The Vine: August 25, 2004

Submitted by on August 25, 2004 – 4:05 PMNo Comment

O Sars, answerer of questions grammar, cat, and relationship:

There’s this boy. But, surprise! The problem isn’t with the boy, or any boy, for that matter. The issue is with my roommate. I’m in college and I share an apartment with five other girls, most of whom I’ve lived with since my freshman year. Most of the girls have been in and out of relationships and so can tell when people might like some privacy.

However, one of my roommates, Emily, just can’t pick up signals of when people would like to be alone. At first, she’d just hang out with a boy and me in the living room, which is fine since it’s her apartment too and she has a right to be there. But no matter how late we stay up, she stays with us. No matter what we watch on TV, she watches with us. No matter what we talk about, she listens.

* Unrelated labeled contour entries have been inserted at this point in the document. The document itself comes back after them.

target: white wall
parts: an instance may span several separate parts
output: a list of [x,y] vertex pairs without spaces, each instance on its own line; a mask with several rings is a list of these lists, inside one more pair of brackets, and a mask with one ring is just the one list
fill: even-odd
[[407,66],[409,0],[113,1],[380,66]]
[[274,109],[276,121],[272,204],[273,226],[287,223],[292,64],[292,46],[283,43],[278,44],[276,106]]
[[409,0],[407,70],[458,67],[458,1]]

I’ve tried taking boys into other rooms where Emily is not, but she follows us, even into places like my bedroom. Sometimes she’ll even follow me to other buildings on campus. I don’t want to out-and-out tell her to go away and I don’t want to be the kind of friend that blows off her girls for a guy, but I also don’t want to be the kind of girl who’s always submitting dates to every nuance of her roommates’ lives.

I already spend a great deal of time with Emily, but sometimes I need a change of pace, and frankly, a chance at some action. I’m a very private person, so I don’t feel good getting too cozy with boys in front of friends, but it’s getting to the point where to get time alone with a guy, I pretty much have to leave the apartment.

Exiled from the living room (and the kitchen and the bedroom and the…)


Dear Exiled,

Well, it’s one thing if she’s chilling in the living room; that’s a common area. But if she’s following you into the bedroom? Come on. Tell her you’d like to be alone, close the door, and live with it.

You don’t have to make a big deal out of it; this isn’t about putting guys ahead of your girlfriends. This is about Emily not picking up the vibe, and from now on, you’ll have to tell her — politely, of course — when you’d like to have some alone time with a guy. In so many words.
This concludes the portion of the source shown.